Contrarian HSBC calls early CBPP3 exit, mulls impact
HSBC analysts believe the ECB could end its covered bond buying in 2016 to avoid “destroying” the market, citing recent low CBPP3 volumes, but other analysts said an early exit is unlikely. Meanwhile, secondary market settlements increased last week.
The European Central Bank on 3 December announced that the earliest end-date of its asset purchase programme (APP) was being pushed back from September 2016 to March 2017.
However, contrary to the expectations of many other market participants, analysts at HSBC expect the ECB to stop purchases under its third covered bond purchase programme (CBPP3) in 2016.
Frank Will, head of covered bond research at HSBC, notes the ECB has a 33% issue limit on how much of an issue it can buy for bonds falling under its public sector purchase programme (PSPP) to safeguard market functioning and price formation. Although the issue limit for CBPP3 is 70% and the Eurosystem has occasionally bought more than 33% of covered bonds, the same thinking on the part of the ECB can be applied to the covered bond market, he argues.
The Eurosystem holds about 24%-25% of outstanding Eurozone covered bonds, according to Will, and he estimates that if the current run-rate of purchases is maintained, this share would reach 33% in April 2016 and by March 2017, the APP’s new earliest end-date, would breach 50%.
“The ECB don’t want to own 50%, as that would destroy the market, and I think they are concerned about their long term impact regarding the infrastructure of the product,” he said. “Would banks need three portfolio managers in that kind of market, for example, or would they need three people in origination working on covered bonds?”
Will said the HSBC analysts’ view is based on CBPP3’s impact as a major driver of spread movements in covered bonds and of market liquidity, and on the higher market impact the CBPP3 has had so far compared to that of the PSPP.
“In light of the aforementioned market share trend, the dried-up liquidity in the secondary market and the heavily distorted market prices, we expect the ECB to start shifting the focus of the Eurosystem’s asset purchases away from the covered bond product to other asset classes in the first half of 2016,” he said.
Will said it is more likely the ECB would reducing weekly purchase volumes than stop buying entirely, as a sudden exit could send major shock waves through the market, while a gradual decrease would allow for a smoother adjustment of spread levels.
“One elegant solution with less disturbing market effects would be, in our view, the shifting of the entire CBPP3 purchases to the primary market while completely stopping secondary market activities,” he said.
Will added that it is difficult to predict exactly when the ECB will decide its market position is too dominant, but said it was an issue market participants must be cognisant of.
“If we are wrong, and they continue buying, what’s the upside?
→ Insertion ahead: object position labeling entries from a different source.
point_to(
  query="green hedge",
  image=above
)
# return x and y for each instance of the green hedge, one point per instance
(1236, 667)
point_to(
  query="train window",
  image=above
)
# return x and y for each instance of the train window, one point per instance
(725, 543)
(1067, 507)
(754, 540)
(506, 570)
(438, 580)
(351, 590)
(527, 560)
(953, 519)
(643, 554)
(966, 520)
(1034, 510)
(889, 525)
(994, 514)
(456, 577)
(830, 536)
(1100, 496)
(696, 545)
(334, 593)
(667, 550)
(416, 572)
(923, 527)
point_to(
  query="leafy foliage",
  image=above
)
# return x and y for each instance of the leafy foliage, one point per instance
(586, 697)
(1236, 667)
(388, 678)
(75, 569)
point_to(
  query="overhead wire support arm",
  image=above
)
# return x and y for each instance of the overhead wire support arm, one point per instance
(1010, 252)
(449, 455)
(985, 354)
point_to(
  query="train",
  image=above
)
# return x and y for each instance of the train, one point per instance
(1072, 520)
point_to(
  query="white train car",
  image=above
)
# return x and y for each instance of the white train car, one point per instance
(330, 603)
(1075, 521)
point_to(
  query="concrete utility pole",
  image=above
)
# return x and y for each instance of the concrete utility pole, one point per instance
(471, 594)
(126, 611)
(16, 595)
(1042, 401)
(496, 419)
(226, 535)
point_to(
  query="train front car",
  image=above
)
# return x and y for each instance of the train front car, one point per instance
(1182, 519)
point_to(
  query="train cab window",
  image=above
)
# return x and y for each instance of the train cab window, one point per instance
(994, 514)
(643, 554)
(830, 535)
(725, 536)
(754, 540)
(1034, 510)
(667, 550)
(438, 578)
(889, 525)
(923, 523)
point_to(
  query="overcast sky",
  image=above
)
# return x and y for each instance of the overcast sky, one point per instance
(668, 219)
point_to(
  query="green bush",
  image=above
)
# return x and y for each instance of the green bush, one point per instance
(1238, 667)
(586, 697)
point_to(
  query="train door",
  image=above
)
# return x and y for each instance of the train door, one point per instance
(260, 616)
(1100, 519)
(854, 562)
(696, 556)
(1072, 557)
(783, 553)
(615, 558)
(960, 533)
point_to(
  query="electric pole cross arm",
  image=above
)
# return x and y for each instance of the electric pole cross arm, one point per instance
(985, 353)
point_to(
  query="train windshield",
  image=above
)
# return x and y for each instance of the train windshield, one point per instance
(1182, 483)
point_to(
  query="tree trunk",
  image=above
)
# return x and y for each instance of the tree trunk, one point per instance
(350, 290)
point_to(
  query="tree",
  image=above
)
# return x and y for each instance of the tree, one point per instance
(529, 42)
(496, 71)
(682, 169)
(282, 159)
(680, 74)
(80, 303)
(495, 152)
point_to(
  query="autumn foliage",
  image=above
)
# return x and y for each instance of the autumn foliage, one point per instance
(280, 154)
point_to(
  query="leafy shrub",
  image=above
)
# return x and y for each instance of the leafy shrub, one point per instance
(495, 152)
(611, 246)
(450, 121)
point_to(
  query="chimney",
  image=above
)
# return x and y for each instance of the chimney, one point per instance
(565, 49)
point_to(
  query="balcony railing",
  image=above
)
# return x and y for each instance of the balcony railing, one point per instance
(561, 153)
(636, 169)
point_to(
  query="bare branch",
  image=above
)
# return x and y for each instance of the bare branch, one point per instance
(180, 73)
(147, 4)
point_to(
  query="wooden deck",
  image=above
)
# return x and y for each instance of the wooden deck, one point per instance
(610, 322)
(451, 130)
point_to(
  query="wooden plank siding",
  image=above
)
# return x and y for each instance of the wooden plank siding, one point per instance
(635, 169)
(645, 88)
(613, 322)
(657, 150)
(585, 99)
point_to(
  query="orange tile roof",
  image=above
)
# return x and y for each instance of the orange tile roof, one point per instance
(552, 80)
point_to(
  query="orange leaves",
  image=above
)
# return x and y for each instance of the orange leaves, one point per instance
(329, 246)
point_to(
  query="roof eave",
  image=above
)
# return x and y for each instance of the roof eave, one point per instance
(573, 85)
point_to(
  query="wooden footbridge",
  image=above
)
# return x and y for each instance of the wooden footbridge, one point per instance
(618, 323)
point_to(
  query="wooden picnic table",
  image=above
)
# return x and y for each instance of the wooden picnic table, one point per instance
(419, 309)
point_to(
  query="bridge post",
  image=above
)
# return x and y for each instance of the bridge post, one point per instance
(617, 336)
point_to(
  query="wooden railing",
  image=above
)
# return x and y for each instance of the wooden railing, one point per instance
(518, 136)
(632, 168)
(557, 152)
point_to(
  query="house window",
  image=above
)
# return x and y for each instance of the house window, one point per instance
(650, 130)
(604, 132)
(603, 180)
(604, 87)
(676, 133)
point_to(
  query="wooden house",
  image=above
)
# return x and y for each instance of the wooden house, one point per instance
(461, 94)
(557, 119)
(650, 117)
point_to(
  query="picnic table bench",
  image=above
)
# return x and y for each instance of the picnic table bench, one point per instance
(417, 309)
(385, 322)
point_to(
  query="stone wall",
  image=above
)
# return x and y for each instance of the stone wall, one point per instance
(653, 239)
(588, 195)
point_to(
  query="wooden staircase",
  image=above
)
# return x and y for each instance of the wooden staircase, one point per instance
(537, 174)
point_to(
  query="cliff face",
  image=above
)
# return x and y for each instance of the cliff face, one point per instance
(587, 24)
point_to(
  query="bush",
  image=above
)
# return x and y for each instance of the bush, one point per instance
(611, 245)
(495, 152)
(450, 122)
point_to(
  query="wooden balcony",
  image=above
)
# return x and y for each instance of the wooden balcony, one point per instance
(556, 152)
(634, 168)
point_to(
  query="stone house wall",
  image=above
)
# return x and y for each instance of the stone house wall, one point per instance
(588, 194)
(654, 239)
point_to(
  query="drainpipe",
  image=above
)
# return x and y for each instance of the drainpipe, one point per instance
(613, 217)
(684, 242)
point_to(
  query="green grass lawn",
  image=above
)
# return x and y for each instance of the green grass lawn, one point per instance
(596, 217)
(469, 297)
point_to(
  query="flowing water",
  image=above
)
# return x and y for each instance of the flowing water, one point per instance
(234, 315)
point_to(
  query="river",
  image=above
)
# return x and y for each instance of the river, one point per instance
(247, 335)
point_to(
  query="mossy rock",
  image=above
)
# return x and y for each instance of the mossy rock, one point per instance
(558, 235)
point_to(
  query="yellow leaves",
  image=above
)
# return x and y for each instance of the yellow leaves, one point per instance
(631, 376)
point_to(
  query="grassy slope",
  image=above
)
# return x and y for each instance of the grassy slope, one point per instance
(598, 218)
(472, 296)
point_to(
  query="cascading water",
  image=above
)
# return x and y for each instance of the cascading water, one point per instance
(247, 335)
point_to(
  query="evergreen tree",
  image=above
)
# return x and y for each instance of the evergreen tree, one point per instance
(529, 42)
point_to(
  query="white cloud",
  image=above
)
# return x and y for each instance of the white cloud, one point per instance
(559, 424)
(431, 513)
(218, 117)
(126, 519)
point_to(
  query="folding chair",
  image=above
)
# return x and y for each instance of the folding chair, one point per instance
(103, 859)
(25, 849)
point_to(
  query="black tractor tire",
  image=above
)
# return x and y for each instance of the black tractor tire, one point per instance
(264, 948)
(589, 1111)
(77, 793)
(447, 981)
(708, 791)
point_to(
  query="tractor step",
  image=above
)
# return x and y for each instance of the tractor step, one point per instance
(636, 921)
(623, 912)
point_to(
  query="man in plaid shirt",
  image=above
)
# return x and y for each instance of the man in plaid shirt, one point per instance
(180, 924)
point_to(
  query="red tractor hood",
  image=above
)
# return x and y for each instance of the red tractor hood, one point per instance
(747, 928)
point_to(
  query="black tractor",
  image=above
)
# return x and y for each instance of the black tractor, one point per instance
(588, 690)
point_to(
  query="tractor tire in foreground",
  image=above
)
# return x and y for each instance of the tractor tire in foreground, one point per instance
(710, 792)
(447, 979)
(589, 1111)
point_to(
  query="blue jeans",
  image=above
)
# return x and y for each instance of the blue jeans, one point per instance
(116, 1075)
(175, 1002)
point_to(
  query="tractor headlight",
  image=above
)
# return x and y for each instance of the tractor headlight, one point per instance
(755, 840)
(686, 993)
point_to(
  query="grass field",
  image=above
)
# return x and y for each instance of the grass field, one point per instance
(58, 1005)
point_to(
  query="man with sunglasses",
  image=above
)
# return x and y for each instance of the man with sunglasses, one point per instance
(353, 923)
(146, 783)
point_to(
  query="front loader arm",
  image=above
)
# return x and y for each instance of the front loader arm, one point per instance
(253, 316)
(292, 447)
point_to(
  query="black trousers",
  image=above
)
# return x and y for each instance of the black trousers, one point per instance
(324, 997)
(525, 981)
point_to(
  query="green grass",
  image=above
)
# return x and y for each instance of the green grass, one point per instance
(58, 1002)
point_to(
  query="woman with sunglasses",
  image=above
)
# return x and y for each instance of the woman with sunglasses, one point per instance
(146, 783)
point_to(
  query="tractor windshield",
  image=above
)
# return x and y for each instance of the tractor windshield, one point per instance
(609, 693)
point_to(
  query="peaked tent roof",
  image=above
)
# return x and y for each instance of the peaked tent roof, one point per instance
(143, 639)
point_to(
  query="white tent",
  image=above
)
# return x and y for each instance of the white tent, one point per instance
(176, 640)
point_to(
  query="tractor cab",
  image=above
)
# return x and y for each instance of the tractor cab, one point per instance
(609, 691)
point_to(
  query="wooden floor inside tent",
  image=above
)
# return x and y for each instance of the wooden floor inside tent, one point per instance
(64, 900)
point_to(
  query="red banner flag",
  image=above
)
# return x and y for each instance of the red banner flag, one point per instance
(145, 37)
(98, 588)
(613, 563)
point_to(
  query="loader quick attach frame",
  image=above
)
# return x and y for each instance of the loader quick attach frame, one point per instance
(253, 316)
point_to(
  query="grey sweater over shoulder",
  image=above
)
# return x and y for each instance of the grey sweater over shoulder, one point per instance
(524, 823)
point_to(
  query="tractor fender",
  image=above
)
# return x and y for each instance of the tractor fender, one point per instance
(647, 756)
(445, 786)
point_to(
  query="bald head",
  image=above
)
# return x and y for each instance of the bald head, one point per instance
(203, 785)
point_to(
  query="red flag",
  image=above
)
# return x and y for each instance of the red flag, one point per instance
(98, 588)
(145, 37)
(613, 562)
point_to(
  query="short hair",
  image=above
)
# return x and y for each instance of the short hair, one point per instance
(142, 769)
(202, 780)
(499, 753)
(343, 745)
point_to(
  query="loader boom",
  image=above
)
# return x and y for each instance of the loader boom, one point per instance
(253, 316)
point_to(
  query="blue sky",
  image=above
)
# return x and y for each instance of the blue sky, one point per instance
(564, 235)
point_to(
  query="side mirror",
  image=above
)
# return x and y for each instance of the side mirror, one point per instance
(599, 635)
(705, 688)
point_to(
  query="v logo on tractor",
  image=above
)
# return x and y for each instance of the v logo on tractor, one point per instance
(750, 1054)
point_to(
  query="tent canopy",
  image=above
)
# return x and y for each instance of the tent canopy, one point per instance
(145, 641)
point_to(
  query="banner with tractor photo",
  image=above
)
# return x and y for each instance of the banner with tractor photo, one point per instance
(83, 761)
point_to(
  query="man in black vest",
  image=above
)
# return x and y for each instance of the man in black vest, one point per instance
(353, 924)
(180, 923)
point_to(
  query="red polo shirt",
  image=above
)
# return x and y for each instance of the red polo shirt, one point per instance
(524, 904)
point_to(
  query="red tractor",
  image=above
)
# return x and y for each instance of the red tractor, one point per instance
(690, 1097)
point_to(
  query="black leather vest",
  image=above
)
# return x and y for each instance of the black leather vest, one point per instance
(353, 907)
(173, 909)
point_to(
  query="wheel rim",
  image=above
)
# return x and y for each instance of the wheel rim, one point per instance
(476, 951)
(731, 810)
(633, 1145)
Spreads might tighten in by another 5bp or so,” he said. “But if we’re right, there could be some significant spread widening there.
“At one point they will have to stop, so do we have the exit discussion in 2016 or 2017? Our concern is that more and more covered bond investors position themselves for a change in the ECB purchase behaviour before the March 2017 deadline, as this would result in spread widening.”
Will added that low CBPP3 purchase figures for November, combined with record high PSPP volumes, might be the first indications of that covered bond purchases are being reduced.
However, other analysts said that lower purchase volumes were not a sign that CBPP3 will be phased out.
“In my view, the ECB are less concerned with the share they hold in the market as long as we have a spread level that allows for private sector investors to see at least some value,” said Florian Eichert, head of covered bond and SSA research at Crédit Agricole. “When we were at the very tight levels a few weeks ago there was no one happy to buy apart from them.
“At the current levels we do see some private demand and the CBPP3 in turn has seen more secondary buying the last two weeks.”
Eichert said he believes monthly CBPP3 volumes could remain at Eu7bn-Eu8bn.
Analysts at DZ Bank agreed that an early CBPP3 exit is unlikely, noting that the ECB has indicated the purchase programmes will only be terminated early if its 2% inflation rate target for the Eurozone were to be reached before the end-date.
“Since recent data suggest that this is very unlikely to be the case in the coming year, one may assume that the ECB will also continue its covered bond purchases throughout 2016,” said Günther Scheppler, analyst at DZ.
ECB figures released yesterday (Monday) afternoon show that settled and outstanding purchases under CBPP3 increased Eu1.896bn, from Eu139.923bn to Eu141.819bn, in the week to last Friday.
Analysts estimated the ECB bought Eu400m-Eu470m of last week’s settled issuance, implying average daily secondary market purchases of Eu285m-Eu300m.
They noted this is an increase from Eu150m-Eu200m in the previous reporting period, and one of the highest secondary figures since the share of secondary market purchases began to fall in September.
Separate ECB figures released yesterday show the PSPP portfolio increased Eu13.599bn last week. Analysts noted the portfolio growth was down from a record high of Eu16.459bn in the previous reporting period, but that purchases were still above average.